# Leaking Trunk



## jblackburn (Apr 14, 2012)

Mine was leaking around the right taillight and have seen other report theirs were leaking from the same location. 

Soaked EVERYTHING when it rained.


----------



## advoutlander (May 10, 2013)

I just went on a 30 min interstate trip in the rain and there is water on the left side. The right side is dry. It does not look like the taillight is leaking.


----------



## XtremeRevolution (Jan 19, 2012)

advoutlander said:


> I just went on a 30 min interstate trip in the rain and there is water on the left side. The right side is dry. It does not look like the taillight is leaking.


Mine leaks on the left side as well. It's the seam in the sheet metal around the tail light, not the tail light itself.


----------



## jblackburn (Apr 14, 2012)

Ah yeah, "body seal/seam."


----------



## advoutlander (May 10, 2013)

XtremeRevolution, did you have to remove the bumper to access the seam?

Jblackburn, reads like it is the bottom seam that runs along the bumper. 

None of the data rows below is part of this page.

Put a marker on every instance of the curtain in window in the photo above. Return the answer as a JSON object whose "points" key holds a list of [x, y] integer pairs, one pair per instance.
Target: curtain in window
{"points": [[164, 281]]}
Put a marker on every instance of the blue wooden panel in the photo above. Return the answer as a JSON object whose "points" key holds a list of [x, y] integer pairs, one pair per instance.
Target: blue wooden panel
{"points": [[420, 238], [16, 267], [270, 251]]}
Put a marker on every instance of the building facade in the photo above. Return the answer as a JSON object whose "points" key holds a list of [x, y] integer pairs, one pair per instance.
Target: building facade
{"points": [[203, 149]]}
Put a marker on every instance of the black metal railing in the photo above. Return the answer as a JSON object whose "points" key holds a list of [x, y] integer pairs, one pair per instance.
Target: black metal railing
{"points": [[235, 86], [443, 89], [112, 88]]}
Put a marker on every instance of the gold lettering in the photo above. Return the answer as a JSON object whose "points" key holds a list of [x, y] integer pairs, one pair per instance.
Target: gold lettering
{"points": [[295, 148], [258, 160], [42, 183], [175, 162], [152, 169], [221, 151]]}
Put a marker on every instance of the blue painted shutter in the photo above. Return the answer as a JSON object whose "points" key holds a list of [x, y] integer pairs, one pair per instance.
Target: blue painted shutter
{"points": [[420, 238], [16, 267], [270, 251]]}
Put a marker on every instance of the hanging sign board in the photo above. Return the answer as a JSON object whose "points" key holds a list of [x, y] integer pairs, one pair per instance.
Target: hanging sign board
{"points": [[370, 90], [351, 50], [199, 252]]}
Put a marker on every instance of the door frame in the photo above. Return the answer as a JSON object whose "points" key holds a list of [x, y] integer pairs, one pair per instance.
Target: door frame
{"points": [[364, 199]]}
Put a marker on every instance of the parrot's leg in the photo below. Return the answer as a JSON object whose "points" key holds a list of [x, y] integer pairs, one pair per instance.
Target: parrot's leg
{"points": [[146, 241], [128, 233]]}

Where can I get the service manual for the cruze?

Thanks in advance.


----------



## XtremeRevolution (Jan 19, 2012)

advoutlander said:


> XtremeRevolution, did you have to remove the bumper to access the seam?
> 
> Jblackburn, reads like it is the bottom seam that runs along the bumper.
> 
> ...


I'm fairly certain mine leaks at the seam behind the rear tail light on the drivers side, not behind the bumper.


----------



## Jim Frye (Mar 16, 2011)

In early production years, there was an issue of these seams not being fully sealed or caulked at assembly time. It was fixed at the factory as it was likely a procedure issue. This sounds more like seam caulk failure. When my old '97 Civic got rear ended, the trunk leaked after the repairs. Took it back to the body shop and they put a worker in the trunk with a drop light and then sprayed high pressure water all over the back end until he saw where the water was entering the trunk. Just a thought.


----------



## jblackburn (Apr 14, 2012)

Jim Frye said:


> In early production years, there was an issue of these seams not being fully sealed or caulked at assembly time. It was fixed at the factory as it was likely a procedure issue. This sounds more like seam caulk failure. When my old '97 Civic got rear ended, the trunk leaked after the repairs. Took it back to the body shop and they put a worker in the trunk with a drop light and then sprayed high pressure water all over the back end until he saw where the water was entering the trunk. Just a thought.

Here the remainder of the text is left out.